Confidential Treatment. A CPO or CTA may request confidential treatment for the following portions of Forms CPO-PQR and CTA-PR, respectively:

  • Form CPO-PQR Schedule A: Question 2, subparts (b) and (d); Question 3, subparts (g) and (h); Question 9; Question 10, subparts (b), (c), (d), (e) and (g); Question 11; and Question 12.
  • Form CPO-PQR Schedule B: All.
  • Form CPO-PQR Schedule C: All.
  • Form CTA-PR: Question 2, subparts (c) and (d).

Rule 4.7

The CFTC also adopted two minor amendments to Rule 4.7.

First, the CFTC amended Rule 4.7(a)(3)(ix) and (a)(3)(x) to incorporate by reference the accredited investor standard from SEC Regulation D, rather than by direct inclusion of its specific terms. As a result, the provisions of the rule that relate to the SEC’s definition of “accredited investor” will automatically incorporate any subsequent changes made to that definition by the SEC (including inflation adjustments).

Second, the CFTC rescinded the relief in Rule 4.7(b)(3) from the annual report certification requirement of Rule 4.22(d). Thus, CPOs relying on the exemption in Rule 4.7 will now need audited, annual financial statements, prepared in accordance with U.S. generally accepted accounting principles and certified by an independent accountant. In adopting this amendment, the CFTC noted that a substantial portion of registered CPOs already provide audited financial statements to pool investors.

Other Amendments

Annual Notice for Continued Exemptive or Exclusionary Relief. Under the amended rules, CPOs and CTAs relying upon registration exemptions or exclusions will be required to annually reaffirm their eligibility therefor. Specifically, a CPO or CTA claiming exemption or exclusion under Rules 4.5, 4.13 or 4.14(a)(8) will need to file an annual notice of reaffirmation within 60 days of the end of each calendar year.

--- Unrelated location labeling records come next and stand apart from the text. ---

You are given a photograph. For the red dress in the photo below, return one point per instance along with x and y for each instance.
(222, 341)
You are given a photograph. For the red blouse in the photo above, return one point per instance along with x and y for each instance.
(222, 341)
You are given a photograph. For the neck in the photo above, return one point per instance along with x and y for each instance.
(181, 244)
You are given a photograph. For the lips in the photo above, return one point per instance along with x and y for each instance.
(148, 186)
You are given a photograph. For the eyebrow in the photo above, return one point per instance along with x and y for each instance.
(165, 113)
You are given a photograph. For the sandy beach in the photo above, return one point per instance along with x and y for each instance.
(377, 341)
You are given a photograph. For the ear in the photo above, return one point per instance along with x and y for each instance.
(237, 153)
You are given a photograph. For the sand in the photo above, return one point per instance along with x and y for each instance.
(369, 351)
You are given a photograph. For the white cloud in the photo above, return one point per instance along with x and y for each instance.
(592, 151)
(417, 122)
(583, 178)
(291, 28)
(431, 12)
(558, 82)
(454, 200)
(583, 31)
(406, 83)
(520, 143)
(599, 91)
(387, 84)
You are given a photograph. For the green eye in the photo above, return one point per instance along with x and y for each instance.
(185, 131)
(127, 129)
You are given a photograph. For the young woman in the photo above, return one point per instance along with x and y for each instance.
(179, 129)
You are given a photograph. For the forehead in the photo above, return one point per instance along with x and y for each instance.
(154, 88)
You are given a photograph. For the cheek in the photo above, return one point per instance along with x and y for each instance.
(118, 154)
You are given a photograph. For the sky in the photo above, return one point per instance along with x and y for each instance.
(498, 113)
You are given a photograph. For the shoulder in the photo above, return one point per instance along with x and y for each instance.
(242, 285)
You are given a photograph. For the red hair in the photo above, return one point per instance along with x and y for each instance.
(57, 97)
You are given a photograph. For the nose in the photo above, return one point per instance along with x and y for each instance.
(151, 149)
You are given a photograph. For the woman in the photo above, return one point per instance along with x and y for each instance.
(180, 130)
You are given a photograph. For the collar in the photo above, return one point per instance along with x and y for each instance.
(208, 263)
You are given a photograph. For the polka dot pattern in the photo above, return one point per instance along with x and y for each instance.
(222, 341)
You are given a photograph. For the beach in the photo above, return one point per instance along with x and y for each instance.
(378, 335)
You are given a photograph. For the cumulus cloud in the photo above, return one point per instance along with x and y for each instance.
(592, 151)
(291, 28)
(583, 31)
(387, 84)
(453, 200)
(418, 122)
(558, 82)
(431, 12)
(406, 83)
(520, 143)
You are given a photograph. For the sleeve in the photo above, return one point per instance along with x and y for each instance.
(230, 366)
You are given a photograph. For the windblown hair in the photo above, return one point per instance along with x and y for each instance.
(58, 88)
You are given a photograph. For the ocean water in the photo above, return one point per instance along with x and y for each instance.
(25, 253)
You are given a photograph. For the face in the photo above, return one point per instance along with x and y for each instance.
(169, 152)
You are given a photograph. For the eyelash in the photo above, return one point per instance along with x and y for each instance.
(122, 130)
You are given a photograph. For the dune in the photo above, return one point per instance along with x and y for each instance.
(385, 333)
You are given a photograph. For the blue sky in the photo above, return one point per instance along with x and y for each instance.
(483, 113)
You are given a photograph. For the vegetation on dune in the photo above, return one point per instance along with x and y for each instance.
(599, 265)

Standardized Risk Disclosure Statements (Rules 4.24(b) and 4.34(b)). The CFTC adopted an amendment requiring certain new standardized risk disclosure statements for CPOs and CTAs that engage in swap transactions. Despite the concerns of several commentators who noted that the proposed risk disclosures were inconsistent with SEC guidance to registered investment companies regarding generic disclosures, the CFTC felt those concerns would be addressed through the proposed modifications to the CFTC’s compliance regime (see “CFTC Proposed Harmonization Initiative” below).

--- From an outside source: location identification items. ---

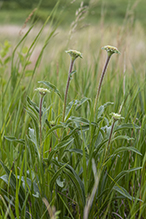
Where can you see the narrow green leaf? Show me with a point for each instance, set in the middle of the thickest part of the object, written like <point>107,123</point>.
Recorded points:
<point>51,87</point>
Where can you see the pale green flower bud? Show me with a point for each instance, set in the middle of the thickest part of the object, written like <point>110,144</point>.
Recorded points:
<point>74,54</point>
<point>116,116</point>
<point>111,50</point>
<point>42,91</point>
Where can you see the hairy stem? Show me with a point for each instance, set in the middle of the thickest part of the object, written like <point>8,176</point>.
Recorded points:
<point>67,86</point>
<point>100,82</point>
<point>40,119</point>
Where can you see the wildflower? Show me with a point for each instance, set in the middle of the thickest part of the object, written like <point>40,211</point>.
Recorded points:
<point>42,91</point>
<point>111,49</point>
<point>116,116</point>
<point>74,54</point>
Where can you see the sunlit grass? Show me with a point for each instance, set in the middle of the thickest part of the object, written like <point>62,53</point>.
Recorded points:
<point>87,164</point>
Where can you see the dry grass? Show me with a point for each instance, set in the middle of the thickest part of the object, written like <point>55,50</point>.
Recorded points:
<point>129,40</point>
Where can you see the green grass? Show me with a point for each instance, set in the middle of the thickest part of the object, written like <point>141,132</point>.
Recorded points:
<point>113,11</point>
<point>72,166</point>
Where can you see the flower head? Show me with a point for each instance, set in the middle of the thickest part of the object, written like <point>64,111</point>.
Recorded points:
<point>116,116</point>
<point>42,91</point>
<point>111,49</point>
<point>74,54</point>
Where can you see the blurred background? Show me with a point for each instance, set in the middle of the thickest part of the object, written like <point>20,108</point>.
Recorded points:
<point>83,25</point>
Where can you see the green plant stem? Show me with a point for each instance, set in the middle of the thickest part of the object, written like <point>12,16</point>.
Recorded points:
<point>111,132</point>
<point>67,86</point>
<point>40,119</point>
<point>100,82</point>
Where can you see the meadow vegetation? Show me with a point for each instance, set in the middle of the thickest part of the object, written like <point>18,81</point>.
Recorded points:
<point>73,158</point>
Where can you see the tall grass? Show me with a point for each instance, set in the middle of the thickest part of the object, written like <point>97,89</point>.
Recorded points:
<point>83,164</point>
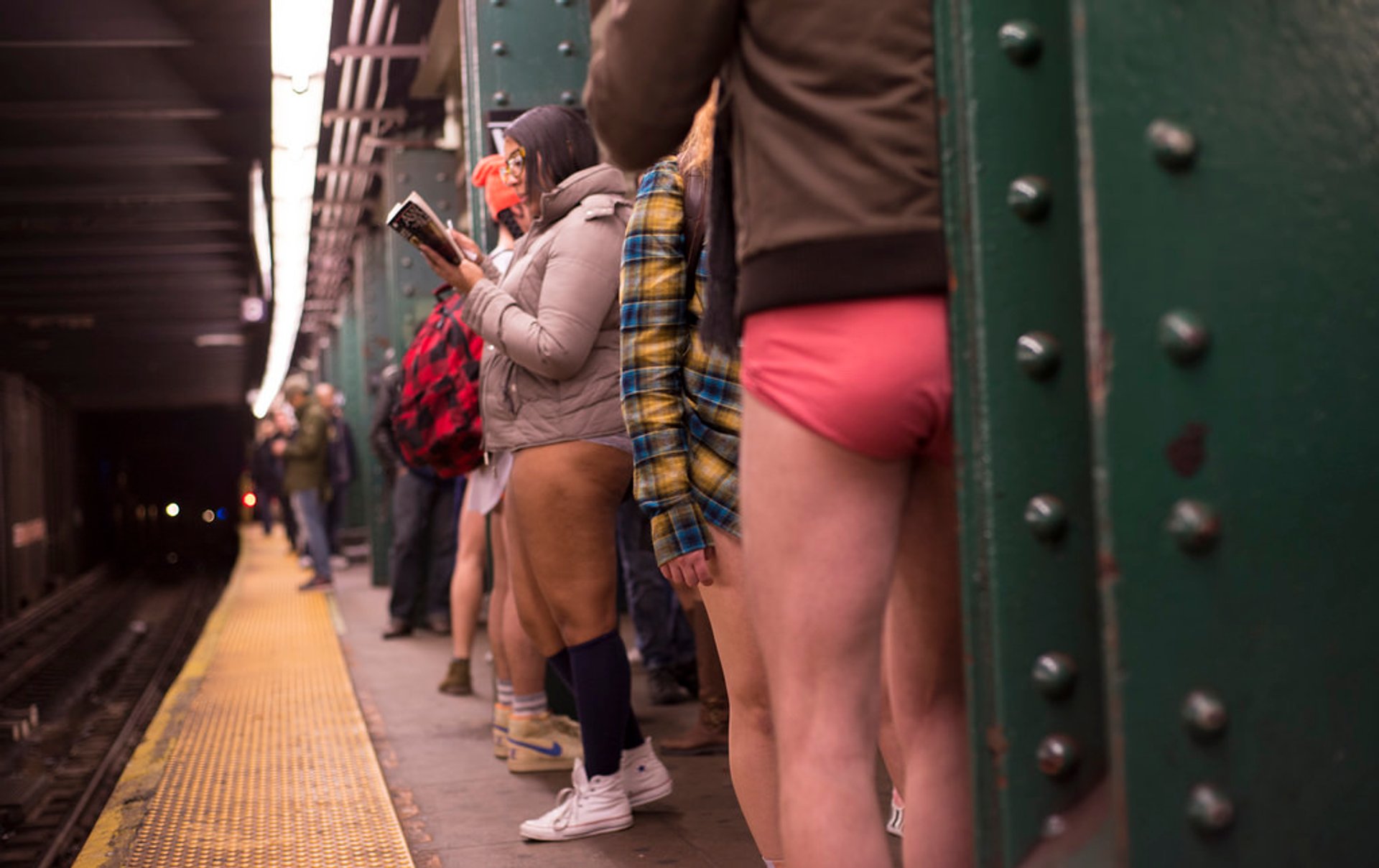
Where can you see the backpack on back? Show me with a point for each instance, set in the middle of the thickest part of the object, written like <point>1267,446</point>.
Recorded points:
<point>436,421</point>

Removal of Appendix A to Part 4. Although not addressed by the CFTC in the accompanying Federal Register release, the amendments deleted existing Appendix A to the CFTC’s Part 4 Rules and inserted the new Forms CPO-PQR and CTA-PR as new Appendices A and C, respectively. The existing text of Appendix A provided guidance to fund-of-funds managers on the treatment of underlying fund investments for purposes of applying the Rule 4.13(a)(3) “de minimis” exemption. The CFTC intends to revise the guidance previously set forth in Appendix A and has informally indicated that funds may rely on the existing guidance until the new guidance is issued.

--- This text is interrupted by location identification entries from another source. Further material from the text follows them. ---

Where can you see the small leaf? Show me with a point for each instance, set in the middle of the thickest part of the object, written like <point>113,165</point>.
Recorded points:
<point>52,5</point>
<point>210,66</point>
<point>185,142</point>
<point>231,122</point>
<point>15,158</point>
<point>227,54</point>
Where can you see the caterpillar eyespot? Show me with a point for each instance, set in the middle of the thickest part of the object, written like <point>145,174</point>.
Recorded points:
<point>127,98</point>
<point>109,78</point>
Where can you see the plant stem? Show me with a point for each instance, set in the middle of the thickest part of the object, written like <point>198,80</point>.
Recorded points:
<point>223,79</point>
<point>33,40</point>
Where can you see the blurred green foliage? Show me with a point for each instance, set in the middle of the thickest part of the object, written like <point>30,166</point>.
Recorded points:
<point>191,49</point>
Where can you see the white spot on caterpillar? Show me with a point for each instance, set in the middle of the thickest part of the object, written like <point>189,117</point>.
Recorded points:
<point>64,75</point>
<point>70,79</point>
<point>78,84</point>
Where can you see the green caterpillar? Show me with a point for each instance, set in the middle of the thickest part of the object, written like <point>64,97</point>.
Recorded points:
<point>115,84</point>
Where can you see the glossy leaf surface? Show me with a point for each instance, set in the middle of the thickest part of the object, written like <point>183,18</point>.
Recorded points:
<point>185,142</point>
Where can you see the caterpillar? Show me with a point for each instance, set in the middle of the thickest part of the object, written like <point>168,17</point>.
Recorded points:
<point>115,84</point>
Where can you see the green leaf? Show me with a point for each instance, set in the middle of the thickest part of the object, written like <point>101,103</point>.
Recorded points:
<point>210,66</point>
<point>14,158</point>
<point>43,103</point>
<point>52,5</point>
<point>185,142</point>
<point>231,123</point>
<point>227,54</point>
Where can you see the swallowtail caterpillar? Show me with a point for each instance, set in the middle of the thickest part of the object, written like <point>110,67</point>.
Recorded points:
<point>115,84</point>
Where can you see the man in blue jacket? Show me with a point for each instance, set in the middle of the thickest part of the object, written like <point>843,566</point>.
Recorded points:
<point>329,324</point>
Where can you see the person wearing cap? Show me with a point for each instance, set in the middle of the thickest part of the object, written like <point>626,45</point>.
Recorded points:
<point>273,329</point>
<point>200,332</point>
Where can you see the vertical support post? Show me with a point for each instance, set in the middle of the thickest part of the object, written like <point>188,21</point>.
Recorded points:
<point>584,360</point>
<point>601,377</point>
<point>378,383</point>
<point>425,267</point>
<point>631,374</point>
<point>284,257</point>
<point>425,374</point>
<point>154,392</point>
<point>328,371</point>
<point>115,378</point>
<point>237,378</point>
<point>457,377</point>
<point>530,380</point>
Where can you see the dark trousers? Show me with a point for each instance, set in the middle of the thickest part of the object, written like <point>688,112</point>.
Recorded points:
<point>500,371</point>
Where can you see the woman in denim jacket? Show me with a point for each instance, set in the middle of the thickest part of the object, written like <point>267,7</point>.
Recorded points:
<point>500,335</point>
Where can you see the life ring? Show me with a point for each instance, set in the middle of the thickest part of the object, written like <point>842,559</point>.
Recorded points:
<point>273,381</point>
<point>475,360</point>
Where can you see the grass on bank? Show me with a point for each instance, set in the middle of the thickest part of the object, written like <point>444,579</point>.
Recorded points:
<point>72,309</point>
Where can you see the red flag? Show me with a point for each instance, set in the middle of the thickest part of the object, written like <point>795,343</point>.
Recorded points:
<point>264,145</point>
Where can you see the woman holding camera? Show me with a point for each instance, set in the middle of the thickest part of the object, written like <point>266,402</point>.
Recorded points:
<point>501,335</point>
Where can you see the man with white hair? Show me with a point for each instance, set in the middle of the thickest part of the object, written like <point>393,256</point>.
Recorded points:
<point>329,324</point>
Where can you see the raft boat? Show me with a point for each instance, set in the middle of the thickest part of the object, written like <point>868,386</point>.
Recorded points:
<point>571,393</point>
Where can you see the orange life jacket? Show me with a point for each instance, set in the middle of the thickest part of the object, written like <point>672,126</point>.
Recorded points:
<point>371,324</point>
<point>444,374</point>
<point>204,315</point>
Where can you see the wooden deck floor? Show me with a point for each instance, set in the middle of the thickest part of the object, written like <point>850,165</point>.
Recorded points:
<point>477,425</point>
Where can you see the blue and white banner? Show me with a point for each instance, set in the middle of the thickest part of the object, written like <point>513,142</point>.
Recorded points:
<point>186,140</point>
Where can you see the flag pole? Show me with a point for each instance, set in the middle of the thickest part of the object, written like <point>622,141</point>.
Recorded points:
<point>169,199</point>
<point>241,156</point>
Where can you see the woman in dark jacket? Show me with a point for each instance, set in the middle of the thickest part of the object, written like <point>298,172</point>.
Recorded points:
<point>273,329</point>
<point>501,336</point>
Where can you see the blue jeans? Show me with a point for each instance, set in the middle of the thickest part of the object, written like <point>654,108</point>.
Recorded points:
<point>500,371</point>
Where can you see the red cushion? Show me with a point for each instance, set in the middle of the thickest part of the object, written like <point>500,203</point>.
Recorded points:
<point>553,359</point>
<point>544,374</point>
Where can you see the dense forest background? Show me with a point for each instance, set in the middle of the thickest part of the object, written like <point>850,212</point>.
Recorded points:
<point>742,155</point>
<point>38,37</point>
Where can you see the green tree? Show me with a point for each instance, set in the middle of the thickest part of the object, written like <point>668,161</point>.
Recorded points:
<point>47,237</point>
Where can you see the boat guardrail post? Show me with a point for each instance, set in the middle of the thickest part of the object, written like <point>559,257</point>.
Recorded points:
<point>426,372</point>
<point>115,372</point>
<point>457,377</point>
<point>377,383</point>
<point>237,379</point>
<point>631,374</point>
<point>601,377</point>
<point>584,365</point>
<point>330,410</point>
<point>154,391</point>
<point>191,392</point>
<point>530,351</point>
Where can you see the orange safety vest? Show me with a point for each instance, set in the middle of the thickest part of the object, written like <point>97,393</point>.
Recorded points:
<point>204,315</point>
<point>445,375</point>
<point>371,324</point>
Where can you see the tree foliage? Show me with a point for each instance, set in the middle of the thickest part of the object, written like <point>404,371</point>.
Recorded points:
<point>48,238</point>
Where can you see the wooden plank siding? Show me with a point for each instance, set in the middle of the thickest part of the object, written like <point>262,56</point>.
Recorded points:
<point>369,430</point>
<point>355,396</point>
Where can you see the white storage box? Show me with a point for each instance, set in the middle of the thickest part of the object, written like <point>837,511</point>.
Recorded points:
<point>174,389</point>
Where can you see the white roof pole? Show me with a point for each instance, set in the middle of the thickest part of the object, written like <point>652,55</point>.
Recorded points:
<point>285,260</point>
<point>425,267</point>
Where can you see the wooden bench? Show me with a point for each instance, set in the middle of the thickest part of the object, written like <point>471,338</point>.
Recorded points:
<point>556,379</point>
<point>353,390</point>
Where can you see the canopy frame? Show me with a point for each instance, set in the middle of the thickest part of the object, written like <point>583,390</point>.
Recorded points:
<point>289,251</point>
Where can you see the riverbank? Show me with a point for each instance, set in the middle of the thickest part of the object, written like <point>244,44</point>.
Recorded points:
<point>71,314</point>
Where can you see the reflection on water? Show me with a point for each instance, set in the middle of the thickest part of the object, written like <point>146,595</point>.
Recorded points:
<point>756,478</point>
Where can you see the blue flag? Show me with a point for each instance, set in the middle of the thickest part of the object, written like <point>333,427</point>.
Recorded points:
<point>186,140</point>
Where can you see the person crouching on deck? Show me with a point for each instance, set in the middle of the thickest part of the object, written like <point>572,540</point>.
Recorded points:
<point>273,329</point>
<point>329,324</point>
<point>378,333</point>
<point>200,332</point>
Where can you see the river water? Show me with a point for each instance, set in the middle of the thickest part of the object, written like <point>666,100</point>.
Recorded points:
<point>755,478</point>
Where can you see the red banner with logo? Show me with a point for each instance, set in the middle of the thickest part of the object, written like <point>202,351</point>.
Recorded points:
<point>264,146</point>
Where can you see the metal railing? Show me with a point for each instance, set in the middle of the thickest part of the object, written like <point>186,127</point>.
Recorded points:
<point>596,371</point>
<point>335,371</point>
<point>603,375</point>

CFTC Proposed Harmonization Initiative. Also on February 9, the CFTC proposed amendments to certain CPO reporting, disclosure and recordkeeping rules to harmonize the obligations of registered investment companies who otherwise might be subject to duplicative, inconsistent, and possibly conflicting requirements of the SEC under the Investment Company Act of 1940. Specifically, the CFTC proposed to amend Rule 4.12(c) to offer relief from the disclosure document delivery and acknowledgement requirements under Rule 4.21, certain periodic financial reporting obligations under Rule 4.22 and the requirement that records be maintained at the CPO’s main office under Rule 4.23. The CFTC is also soliciting comments as to any other areas where harmonization may be needed. Funds that are required to register as CPOs due to the CFTC’s amendments to Rule 4.5 will become subject to compliance with the CFTC’s recordkeeping, reporting and disclosure requirements no later than 60 days after the CFTC implements final rules harmonizing the CFTC and SEC requirements.

Effectiveness and Compliance Deadlines. Except as noted above in respect of particular provisions, the general effective date of the amended rules will be 60 days after publication in the Federal Register, and compliance with the new rules is required by December 31, 2012.